Entre le 4 janvier et le 14 février 2022, période qui correspond à la résidence de Camille Tsvetoukhine à Nantes au sein du Collectif Bonus, l’artiste a occupé un appartement proche du quartier Saint Félix. Pour ceux qui l’ignorent (ce qui fût mon cas jusqu’à récemment), le cimetière de la Miséricorde, surnommé « Le Père Lachaise nantais », se situe dans le même secteur. Presque chaque jour, Camille s’y est rendue et elle a collecté des plantes, d’espèces et de formes variées. J’ignore si, lors de ses promenades, elle avait déjà en tête d’associer ces végétaux à son travail plastique ; si c’est en ramassant les branchages, les feuilles, les mousses et le lichen qui recouvraient les sépultures, qu’elle a commencé à matérialiser dans son esprit les œuvres qu’elle allait produire durant son séjour nantais. La raison pour laquelle j’émets cette hypothèse est liée à la composition de ces toiles qui s’articule largement autour de ces éléments naturels – à la fois réel (branches et feuilles fixées aux tableaux) et simulés (par le dessin de l’artiste). C’est par cette brèche, par l’ambiguïté entre l’objet physique et sa représentation, que Camille Tsvetoukhine parvient à créer un lien d’incertitude entre l’approche visuelle et sa perspective intellectuelle.
L’artiste poursuit ici ses expérimentations sur l’espace pictural, où peut coexister « en un seul lieu réel plusieurs espaces qui sont en eux-mêmes incompatible ». Dans cette série d’œuvres, c’est par l’utilisation de la technique du trompe-l’œil qu’elle parvient à entrelacer des récits de nature disparate. Si les sujets de ses toiles font partie du répertoire classique de la peinture – paysage et nature morte – c’est pour mieux déjouer les présupposés que nous accolons à ces deux genres. Chacun de ses tableaux nous enjoint à aller au-delà des apparences, au-delà de la familiarité et de la simplicité des objets représentés.

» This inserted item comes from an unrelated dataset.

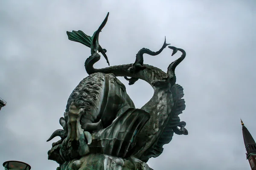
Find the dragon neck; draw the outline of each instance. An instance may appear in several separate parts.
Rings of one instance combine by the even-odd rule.
[[[113,74],[116,76],[128,76],[145,81],[151,85],[153,80],[161,79],[167,76],[166,73],[156,67],[144,64],[146,68],[136,73],[130,72],[128,69],[132,64],[119,65],[105,68],[96,69],[93,67],[94,64],[100,59],[100,55],[95,53],[88,58],[85,61],[84,66],[88,74],[99,72],[105,74]]]

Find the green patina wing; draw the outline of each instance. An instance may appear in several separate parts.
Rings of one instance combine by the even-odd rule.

Si, dans un premier temps notre œil nous rassure (on reconnaît aisément les objets présents dans l’image), le simulacre se délite rapidement face aux espaces représentés. Soudainement, les proportions de cette alcôve ouverte sur un ciel orageux nous paraissent étranges au regard des immenses fleurs qui l’encadrent. Ce paysage champêtre, dans lequel un chien se promène, devient anxiogène tant l’espace paraît se refermer autour de lui. Et que dire de ces arbres alignés dans cette forêt aux contours chancelants et impalpables ?
Chacun de ses tableaux, nous rappelle le sens originel des Natures mortes, à savoir la mise en place d’un système de correspondance entre les images et les mots, entre les objets et leurs symboliques. Ce système d’analogie évoque « Les Mots et les Images » de René Magritte, qui préférait jouer sur le sens de ses images plutôt que sur l’inconscient, pour parvenir à créer des significations nouvelles.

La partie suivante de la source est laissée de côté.